Halutz was particularly revealing in an interview at the height of the war. When asked about the criticism of Hirsh, he declined to back the officer and only said that during the fighting, no one would be replaced. Halutz sounded even more threatening last week in his first interview after the war when he said, "We'll check exactly where every commander was."
In addition to Hirsh, the officers under scrutiny are Brig.-Gen. Guy Tzur, who commanded Division 162, which operated in the central sector with regular IDF units, and is being blamed now for the breakdown in communications between the brigades under his command, Brig.-Gen. Erez Tzukerman and Brig.-Gen. Eyal Eizenberg, who commanded divisions consisting mainly of reserve units.
Eizenberg has also been criticized for not utilizing all the units at his disposal. All four were seen before the war as high-flyers, officers who would go far in their careers. Now, even if they aren't disciplined in a formal way, they will be tainted by failure, passed over when the choice promotions come up, edged out of the race up to the narrow pinnacle of the pyramid.
Many officers believe that the ugdonerim, the division commanders, are being unfairly targeted.
"The ugdonerim are the most convenient targets," said one officer at one of the division headquarters. "They are visible, identified with battles in a specific area and scapegoating them satisfies the public appetite for head-rolling. But not all of them are equally to blame."
But having the division commanders take the blame isn't a new development of this war; it's been the prevailing fashion in the IDF for a few years. In a series of scandals and operational mishaps, the blame went up the hierarchy and stopped there.

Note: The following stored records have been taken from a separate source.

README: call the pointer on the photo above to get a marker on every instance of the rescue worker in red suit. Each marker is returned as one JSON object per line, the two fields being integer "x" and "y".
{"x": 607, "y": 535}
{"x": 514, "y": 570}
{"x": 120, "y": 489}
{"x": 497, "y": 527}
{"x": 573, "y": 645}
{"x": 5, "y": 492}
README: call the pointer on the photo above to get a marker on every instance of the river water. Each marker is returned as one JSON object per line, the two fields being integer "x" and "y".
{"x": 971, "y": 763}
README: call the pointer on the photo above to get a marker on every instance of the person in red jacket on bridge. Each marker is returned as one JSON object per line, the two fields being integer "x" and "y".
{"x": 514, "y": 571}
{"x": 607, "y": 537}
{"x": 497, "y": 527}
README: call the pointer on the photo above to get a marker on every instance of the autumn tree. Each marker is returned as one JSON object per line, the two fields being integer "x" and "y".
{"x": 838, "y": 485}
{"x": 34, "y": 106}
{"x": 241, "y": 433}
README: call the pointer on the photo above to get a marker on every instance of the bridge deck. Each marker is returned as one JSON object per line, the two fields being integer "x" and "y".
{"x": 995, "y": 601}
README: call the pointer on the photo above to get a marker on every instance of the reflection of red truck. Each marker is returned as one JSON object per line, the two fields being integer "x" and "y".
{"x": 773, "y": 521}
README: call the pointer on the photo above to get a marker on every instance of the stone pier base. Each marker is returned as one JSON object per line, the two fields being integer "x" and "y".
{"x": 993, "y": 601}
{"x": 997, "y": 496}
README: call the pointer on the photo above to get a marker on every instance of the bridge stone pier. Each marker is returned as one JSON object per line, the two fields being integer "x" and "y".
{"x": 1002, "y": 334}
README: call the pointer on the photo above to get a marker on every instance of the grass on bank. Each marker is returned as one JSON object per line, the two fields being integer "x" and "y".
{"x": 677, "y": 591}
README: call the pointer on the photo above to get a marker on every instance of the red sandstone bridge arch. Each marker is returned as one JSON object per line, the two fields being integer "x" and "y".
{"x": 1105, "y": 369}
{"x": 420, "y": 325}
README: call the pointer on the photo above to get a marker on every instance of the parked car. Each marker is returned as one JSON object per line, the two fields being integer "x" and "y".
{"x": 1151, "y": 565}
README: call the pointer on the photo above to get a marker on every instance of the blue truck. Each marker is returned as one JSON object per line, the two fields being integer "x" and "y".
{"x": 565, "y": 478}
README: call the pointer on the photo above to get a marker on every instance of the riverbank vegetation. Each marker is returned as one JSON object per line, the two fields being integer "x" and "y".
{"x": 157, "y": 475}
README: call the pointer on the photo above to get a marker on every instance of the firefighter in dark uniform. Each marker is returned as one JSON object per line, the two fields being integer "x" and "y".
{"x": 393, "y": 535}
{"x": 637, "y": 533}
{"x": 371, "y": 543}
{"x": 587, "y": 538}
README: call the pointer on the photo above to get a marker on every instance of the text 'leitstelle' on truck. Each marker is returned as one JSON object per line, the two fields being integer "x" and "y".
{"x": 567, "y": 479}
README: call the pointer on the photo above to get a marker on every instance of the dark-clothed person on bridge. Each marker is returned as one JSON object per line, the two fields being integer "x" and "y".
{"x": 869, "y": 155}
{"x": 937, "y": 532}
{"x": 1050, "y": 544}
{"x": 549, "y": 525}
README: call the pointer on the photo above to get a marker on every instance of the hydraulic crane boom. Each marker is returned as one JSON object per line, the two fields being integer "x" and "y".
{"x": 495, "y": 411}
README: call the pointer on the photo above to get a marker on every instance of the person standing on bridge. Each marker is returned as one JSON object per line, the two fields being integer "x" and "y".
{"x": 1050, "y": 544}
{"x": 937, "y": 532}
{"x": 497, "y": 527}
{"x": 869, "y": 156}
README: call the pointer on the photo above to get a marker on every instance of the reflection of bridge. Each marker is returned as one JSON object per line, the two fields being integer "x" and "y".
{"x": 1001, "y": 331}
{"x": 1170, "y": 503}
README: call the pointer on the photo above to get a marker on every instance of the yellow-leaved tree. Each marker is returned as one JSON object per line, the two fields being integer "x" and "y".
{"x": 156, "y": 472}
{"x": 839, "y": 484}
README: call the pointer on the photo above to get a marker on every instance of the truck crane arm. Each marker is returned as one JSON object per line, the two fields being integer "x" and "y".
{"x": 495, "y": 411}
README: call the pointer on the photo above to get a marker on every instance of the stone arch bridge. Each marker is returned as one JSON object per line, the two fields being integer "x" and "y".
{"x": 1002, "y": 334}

In 1987, after a glider-borne terrorist managed to kill six soldiers next to Kiryat Shmona, the sentry was blamed for running away and no officers were punished. Ever since, "the sentry syndrome" has been a buzzword denoting evasion of responsibility. The IDF has tried to avoid this accusation, and gradually the "sacrificial lamb" has risen through the ranks. But generally, the buck stopped before it reached the senior generals of the general staff. They were too high above the battlefield to be touched by its debris.
But if the army continues to exact judgment only from its senior field officers, many within the IDF fear that the next generation of commanders will think twice before signing on for a long-term military career.